Nafiizwan Adnan

Personal information
- Full name: Mohamad Nafiizwan bin Mohamad Adnan
- Nickname: Wan a.k.a. The Komodo (Biawak Nakal)
- Born: 24 April 1986 (age 40) Kuala Terengganu, Terengganu, Malaysia
- Years active: 1998-2019
- Height: 1.79 m (5 ft 10 in)

Sport
- Country: Malaysia
- Turned pro: 2004
- Coached by: Peter Genever
- Retired: 2019
- Racquet used: Head

Men's Singles
- Highest ranking: No. 26 (May 2017)
- Current ranking: No. 35 (April 2018)
- Title: 6
- Tour final: 16

Medal record
Men's squash
Representing Malaysia
Commonwealth Games
| Bronze medal – third place | 2018 Gold Coast | Singles |
Asian Games
| Gold medal – first place | 2018 Jakarta-Palembang | Team |
| Silver medal – second place | 2010 Guangzhou | Team |
| Silver medal – second place | 2014 Incheon | Team |
| Bronze medal – third place | 2018 Jakarta-Palembang | Singles |

= Mohd Nafiizwan Adnan =

Malaysian squash player (born 1986)

Mohamad Nafiizwan bin Mohamad Adnan (born 24 April 1986 in Kuala Terengganu, Terengganu), known as Nafiizwan Adnan and nicknamed The Komodo, is a professional squash player who has represented Malaysia.
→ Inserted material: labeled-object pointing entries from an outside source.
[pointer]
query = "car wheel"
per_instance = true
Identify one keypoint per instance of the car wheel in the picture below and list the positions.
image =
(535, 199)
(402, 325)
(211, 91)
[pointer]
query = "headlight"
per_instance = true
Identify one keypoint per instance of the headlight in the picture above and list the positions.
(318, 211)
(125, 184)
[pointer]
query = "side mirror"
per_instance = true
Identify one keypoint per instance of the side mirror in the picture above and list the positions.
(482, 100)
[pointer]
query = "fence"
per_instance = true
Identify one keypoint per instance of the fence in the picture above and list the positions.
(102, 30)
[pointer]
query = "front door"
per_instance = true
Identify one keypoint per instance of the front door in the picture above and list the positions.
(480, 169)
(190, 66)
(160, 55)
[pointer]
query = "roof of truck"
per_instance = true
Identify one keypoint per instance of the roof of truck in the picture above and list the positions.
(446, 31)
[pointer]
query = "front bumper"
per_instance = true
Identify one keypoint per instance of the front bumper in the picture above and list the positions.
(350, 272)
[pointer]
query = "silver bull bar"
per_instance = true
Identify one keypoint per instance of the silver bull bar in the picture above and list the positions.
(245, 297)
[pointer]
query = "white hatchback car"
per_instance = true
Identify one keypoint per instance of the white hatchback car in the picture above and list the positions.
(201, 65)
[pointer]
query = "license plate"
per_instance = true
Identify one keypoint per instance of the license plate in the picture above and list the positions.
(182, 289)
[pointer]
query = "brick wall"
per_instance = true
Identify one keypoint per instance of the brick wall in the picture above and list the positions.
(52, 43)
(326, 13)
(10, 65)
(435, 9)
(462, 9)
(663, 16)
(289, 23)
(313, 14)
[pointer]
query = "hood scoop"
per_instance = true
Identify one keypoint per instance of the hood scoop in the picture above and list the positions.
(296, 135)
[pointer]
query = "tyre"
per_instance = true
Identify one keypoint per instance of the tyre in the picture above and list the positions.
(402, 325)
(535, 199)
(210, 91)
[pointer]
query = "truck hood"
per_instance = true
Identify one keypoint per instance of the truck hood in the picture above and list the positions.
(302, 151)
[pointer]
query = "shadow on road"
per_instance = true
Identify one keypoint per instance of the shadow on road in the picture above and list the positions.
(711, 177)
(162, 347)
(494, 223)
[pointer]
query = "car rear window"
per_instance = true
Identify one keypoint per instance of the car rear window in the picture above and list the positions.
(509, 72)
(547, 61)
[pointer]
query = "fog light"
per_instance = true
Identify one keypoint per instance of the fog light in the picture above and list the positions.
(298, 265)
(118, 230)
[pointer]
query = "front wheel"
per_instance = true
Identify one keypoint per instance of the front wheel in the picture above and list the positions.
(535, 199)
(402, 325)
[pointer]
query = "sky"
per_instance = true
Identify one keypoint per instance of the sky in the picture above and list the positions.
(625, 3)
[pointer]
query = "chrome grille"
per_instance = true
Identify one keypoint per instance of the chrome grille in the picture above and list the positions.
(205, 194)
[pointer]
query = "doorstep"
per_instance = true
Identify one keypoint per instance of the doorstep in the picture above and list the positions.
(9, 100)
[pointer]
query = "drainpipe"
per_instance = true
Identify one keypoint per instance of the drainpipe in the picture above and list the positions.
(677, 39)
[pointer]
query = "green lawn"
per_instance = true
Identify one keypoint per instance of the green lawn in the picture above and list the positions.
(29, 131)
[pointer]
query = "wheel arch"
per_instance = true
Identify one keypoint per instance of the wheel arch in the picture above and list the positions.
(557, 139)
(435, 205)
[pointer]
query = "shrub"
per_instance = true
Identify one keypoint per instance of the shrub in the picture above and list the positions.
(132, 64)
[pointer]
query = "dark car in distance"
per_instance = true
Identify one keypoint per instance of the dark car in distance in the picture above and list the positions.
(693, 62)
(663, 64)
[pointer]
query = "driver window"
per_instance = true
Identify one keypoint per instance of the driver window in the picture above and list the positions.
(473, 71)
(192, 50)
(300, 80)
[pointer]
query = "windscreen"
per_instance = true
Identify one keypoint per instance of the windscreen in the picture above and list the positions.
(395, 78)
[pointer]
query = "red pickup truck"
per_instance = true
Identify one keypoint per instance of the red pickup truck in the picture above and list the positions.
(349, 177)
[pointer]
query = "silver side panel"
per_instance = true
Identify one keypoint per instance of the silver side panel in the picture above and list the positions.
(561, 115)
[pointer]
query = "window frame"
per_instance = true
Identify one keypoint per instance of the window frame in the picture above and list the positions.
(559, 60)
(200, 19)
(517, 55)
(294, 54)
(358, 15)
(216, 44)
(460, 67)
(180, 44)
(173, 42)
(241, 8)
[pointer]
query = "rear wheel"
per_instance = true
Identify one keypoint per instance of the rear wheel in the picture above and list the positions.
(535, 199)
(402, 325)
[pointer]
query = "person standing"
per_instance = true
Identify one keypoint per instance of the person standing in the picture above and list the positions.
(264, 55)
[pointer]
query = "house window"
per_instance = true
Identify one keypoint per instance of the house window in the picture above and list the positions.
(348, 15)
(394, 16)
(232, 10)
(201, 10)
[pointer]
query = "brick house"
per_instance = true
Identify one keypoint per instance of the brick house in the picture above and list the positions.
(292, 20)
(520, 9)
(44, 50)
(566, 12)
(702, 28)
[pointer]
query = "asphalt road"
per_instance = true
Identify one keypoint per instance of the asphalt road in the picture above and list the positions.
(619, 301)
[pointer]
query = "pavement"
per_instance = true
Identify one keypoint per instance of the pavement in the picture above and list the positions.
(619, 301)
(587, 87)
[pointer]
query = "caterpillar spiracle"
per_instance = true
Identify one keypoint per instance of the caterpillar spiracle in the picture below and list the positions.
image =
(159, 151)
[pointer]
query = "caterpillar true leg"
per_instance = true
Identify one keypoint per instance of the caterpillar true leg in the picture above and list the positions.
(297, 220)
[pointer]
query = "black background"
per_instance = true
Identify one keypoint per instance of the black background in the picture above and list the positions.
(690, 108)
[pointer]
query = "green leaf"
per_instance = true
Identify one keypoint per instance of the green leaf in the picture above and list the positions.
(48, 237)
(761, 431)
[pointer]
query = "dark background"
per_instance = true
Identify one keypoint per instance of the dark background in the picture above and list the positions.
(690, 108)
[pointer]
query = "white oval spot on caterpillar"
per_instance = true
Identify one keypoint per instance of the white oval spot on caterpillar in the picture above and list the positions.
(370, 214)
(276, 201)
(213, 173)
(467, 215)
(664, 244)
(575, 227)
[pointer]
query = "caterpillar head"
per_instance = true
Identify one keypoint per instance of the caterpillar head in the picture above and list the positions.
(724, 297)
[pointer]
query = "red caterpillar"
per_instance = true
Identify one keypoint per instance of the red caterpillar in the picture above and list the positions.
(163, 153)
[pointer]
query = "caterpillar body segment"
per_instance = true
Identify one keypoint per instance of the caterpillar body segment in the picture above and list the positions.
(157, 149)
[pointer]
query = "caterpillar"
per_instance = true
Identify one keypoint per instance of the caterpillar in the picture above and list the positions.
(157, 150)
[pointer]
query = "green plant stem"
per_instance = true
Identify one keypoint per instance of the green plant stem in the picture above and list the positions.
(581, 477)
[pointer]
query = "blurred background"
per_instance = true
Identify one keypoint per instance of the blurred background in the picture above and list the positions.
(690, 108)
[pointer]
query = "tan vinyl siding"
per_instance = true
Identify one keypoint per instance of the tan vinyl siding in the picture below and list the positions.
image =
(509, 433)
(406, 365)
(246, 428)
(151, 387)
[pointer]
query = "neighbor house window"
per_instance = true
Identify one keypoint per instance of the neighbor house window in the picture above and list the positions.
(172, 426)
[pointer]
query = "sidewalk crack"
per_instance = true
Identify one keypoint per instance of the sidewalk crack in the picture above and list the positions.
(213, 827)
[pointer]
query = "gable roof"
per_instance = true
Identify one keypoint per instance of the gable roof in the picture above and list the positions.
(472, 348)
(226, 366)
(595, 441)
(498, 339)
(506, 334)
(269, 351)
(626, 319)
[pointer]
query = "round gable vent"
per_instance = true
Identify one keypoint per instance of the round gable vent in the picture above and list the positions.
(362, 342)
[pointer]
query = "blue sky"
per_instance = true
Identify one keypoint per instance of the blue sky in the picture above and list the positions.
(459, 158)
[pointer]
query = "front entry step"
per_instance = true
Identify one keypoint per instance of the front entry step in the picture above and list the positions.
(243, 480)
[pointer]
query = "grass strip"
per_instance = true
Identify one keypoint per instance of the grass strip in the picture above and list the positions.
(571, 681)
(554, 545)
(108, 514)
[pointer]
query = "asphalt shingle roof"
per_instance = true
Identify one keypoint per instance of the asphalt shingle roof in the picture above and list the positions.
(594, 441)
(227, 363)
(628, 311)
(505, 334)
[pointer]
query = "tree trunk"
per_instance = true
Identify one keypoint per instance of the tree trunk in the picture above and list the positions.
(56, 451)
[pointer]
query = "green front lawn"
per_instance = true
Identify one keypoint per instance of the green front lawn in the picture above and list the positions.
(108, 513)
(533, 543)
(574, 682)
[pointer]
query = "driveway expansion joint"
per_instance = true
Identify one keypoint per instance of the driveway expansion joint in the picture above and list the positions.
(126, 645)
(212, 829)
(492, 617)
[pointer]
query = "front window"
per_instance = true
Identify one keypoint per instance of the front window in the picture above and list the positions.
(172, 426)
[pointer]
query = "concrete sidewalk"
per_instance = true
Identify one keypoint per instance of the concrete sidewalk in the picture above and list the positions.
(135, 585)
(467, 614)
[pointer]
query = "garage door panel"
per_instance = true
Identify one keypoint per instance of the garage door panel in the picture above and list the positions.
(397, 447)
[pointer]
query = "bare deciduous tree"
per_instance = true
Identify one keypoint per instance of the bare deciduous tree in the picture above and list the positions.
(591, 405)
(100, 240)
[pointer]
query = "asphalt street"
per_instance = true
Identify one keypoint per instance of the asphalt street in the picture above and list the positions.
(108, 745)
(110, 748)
He reached a career-high world ranking of World No. 26 in May 2017.

He became the first ever Malaysian male squash player to claim a medal in the men's singles event at the Commonwealth Games after clinching the historical bronze medal for Malaysia in the men's singles event during the 2018 Commonwealth Games.